As a way to mark the 150th anniversary of confederation, The Philanthropist profiled Canadians from across the non-profit sector and put a face to 150 individuals who work or volunteer in Canada’s social sector. As 2017 drew to a close, we published our final profile of 2017 — reaching our target of speaking with 150 people! The Philanthropist recognizes that Canada’s history did not begin 150 years ago. And it will continue beyond 150 years. In this spirit, we will continue to profile people in the non-profit sector throughout 2018.

Name: Alia Scanlon

Current role in the sector: Project Director of Jane’s Walk, a project of Tides Canada

Years working and/or volunteering in the non-profit sector: 20 years.

What was your first job in the sector or a defining moment?
I’ve volunteered all my life, but didn’t actually entertain the idea of a career in the nonprofit sector until my mid-20s. I was working for a big management consulting firm in Shanghai and feeling peeved about how much of my time I was spending helping car manufacturers figure out how to sell more cars. I realized that I felt much more energized by the volunteer work I was doing with a local environmental organization, ditched my MBA ambitions, and went for the MPA instead.

Describe your desk/workspace.
Since late last year, I’ve been office-hopping between two co-working spaces: CSI Annex and the City Builders Lab at 401 Richmond in Toronto, so I have two shared desks I get to choose from every day. They’re both older buildings filled with creativity and community. Both spaces are always buzzing with smart people doing incredible things. For most of the year, it’s just me at Jane’s Walk, so having lots of people around to collaborate with and talk keeps me energized and inspired.

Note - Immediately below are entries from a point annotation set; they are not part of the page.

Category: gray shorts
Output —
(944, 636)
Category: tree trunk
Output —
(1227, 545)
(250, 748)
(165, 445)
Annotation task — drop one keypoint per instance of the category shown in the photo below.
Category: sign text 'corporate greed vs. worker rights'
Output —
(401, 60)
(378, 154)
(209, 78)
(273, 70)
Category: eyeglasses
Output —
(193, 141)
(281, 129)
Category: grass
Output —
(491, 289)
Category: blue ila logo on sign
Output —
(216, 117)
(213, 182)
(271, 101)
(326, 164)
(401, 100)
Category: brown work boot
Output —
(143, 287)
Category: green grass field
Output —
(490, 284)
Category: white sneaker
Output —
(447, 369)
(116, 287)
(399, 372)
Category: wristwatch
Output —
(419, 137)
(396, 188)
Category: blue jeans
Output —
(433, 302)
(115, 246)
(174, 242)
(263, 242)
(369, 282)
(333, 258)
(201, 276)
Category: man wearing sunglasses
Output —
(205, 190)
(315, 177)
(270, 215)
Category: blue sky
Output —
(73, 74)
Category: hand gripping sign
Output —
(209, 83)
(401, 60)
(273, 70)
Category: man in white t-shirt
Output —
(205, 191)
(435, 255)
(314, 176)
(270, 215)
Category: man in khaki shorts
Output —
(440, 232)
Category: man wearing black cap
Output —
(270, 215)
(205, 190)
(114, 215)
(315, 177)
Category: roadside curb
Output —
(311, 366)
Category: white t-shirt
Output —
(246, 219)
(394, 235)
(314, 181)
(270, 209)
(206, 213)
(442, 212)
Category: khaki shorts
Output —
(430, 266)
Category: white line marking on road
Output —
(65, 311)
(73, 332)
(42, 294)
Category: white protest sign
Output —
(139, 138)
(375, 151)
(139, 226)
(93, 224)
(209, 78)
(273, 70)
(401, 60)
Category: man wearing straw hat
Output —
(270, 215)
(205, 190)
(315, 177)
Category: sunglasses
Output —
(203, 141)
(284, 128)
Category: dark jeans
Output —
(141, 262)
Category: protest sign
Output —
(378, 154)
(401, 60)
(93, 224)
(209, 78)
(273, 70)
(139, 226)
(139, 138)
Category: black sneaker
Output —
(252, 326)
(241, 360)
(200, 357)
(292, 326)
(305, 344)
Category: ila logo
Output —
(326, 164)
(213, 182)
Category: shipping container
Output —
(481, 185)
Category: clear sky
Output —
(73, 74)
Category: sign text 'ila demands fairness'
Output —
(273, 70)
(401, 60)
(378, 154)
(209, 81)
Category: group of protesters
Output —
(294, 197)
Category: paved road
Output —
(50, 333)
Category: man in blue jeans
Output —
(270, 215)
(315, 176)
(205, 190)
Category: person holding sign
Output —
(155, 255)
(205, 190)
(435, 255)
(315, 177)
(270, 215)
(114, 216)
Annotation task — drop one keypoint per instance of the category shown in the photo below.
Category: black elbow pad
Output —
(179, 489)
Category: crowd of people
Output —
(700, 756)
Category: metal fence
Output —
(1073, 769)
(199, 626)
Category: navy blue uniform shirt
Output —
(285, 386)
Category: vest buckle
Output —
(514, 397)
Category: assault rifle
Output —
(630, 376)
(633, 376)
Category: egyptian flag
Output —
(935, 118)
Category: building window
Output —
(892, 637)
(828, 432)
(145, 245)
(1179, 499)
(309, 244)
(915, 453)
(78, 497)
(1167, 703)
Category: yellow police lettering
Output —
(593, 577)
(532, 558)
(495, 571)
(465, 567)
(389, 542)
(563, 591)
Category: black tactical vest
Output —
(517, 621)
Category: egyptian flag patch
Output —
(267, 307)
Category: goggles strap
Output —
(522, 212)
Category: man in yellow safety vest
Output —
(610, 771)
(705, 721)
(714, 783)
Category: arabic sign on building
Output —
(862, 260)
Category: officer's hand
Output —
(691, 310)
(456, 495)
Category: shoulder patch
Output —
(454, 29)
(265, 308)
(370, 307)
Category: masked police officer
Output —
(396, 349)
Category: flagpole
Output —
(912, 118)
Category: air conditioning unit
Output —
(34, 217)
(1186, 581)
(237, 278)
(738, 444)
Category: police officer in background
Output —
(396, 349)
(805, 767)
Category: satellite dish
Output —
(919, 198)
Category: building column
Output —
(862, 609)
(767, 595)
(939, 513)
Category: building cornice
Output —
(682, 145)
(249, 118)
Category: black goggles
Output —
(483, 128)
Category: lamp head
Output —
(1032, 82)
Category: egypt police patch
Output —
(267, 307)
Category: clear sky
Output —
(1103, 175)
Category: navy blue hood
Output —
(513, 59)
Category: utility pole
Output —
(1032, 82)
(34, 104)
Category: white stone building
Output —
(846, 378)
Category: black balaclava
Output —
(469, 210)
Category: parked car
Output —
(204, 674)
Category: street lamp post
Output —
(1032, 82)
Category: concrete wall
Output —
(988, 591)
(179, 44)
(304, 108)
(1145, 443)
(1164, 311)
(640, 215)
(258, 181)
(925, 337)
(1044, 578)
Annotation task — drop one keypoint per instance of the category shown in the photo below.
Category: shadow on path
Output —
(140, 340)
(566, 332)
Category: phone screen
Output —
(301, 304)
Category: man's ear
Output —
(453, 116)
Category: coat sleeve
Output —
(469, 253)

What are you reading or following that has expanded your understanding of the non-profit sector?
I’ve been reading Messy: The Power of Disorder to Transform Our Lives by Tim Harford. It’s validating a lot of my own learning experiences in community organizing and city-building. Jane Jacobs believed that cities are complex organisms upon which one cannot impose any real order, and encouraged us to embrace the fact that cities are messy, communities are complicated, and there are no easy solutions. I’ve taken that to heart and always encourage people coming into this kind of work to find a way to sit comfortably in chaos rather than attempt to order the chaos around.

What do you think our sector needs to be thinking about?
I’ve been doing a lot of thinking about the ethical use of donated labor. The majority of Jane’s Walk volunteers are young people who use volunteer opportunities to seek employment, not feel warm fuzzies. In a lot of ways, our volunteers aren’t a resource to be used — they’re beneficiaries of our programming, and they need to be treated as such. I’ve stopped taking on volunteers unless I know I have the resources to support them and can ensure that they are getting value out of their labour. I hope the sector takes a long, hard look at its use of volunteers and assesses its own contributions to labor precarity.